The seat currently occupied by Chief Judge Theresa Lazar Springmann of the Northern Indiana District will become vacant when she takes senior status in January 2021. Already the Trump Administration has filled two judgeships on that court and now has the potential to get a third judge confirmed.

Sens. Todd Young and Mike Braun began taking nominations in November 2019, shortly after Springmann announced her plans to become a senior judge. According to Young’s office, the Indiana senators and their staffs have been vetting and interviewing candidates for the position but they do not plan to make any announcement until President Donald Trump selects a nominee.

Of the nominees announced Wednesday, three were for district courts in Illinois and one was for a district court in Pennsylvania. The Administrative Office of the U.S. Courts lists 81 current vacancies and nine future vacancies in the federal courts.

Trump touted in the State of the Union address Tuesday his administration’s effort to fill open spots on the district and appellate benches as well as the U.S. Supreme Court.

“Working with Senate Majority Leader Mitch McConnell and his colleagues in the Senate, we have confirmed a record number of 187 new federal judges to uphold our Constitution as written,” Trump said. “… And we have many in the pipeline.”

Since Trump took office, Judges J.P. Hanlon and James Sweeney have been confirmed to the Southern Indiana District Court and Judges Damon Leighty and Holly Brady have been confirmed to the Northern Indiana District Court.

Also, Judge Amy Coney Barrett was confirmed to the Indiana seat on the 7th Circuit Court of Appeals. With Barrett and the three others who have joined the Chicago-based appellate court — judges Amy Joan St. Eve, Michael Brennan and Michael Scudder — Trump’s appointees now comprise nearly a third of that bench.

Springmann was nominated by President George W. Bush and confirmed June 24, 2003, the first woman to be confirmed to the Northern Indiana District Court. She became chief judge in February 2017.

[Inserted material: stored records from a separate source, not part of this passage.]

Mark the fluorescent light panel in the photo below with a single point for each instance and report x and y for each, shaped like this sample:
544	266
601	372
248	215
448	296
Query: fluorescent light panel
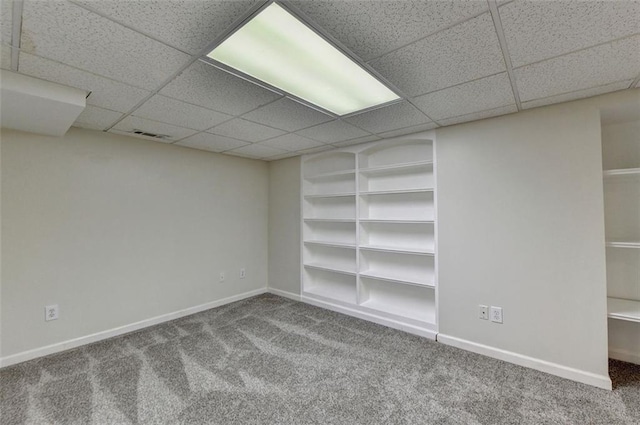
278	49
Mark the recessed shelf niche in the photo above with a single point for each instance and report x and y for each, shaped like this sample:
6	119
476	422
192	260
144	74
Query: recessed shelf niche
369	236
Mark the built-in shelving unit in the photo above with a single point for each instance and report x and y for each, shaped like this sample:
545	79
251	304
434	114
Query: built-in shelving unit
621	164
369	237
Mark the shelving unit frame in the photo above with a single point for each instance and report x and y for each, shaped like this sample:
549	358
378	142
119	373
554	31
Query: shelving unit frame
621	174
393	233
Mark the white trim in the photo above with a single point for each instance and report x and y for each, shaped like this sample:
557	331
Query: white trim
109	333
589	378
624	355
416	330
285	294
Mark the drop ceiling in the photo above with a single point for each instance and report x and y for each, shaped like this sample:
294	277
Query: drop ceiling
452	61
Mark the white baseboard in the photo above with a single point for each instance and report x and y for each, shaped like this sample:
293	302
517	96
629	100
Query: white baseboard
416	330
624	355
98	336
600	381
285	294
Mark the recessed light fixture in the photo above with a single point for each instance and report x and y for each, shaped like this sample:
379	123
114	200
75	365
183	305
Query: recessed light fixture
278	49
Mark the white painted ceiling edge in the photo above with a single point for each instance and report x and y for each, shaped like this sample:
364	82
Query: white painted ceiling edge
38	106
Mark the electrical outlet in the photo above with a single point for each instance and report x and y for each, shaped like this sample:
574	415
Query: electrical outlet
51	312
483	312
496	314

After completing her undergraduate studies at Indiana University in 1977, Springmann earned her J.D. degree from Notre Dame Law School in 1980. She then clerked for now-Senior Judge James Moody of the Northern Indiana District before moving into private practice at Spangler Jennings Spangler and Dougherty P.C. in Merrillville. In 1995, she joined the Northern Indiana federal court as a magistrate judge.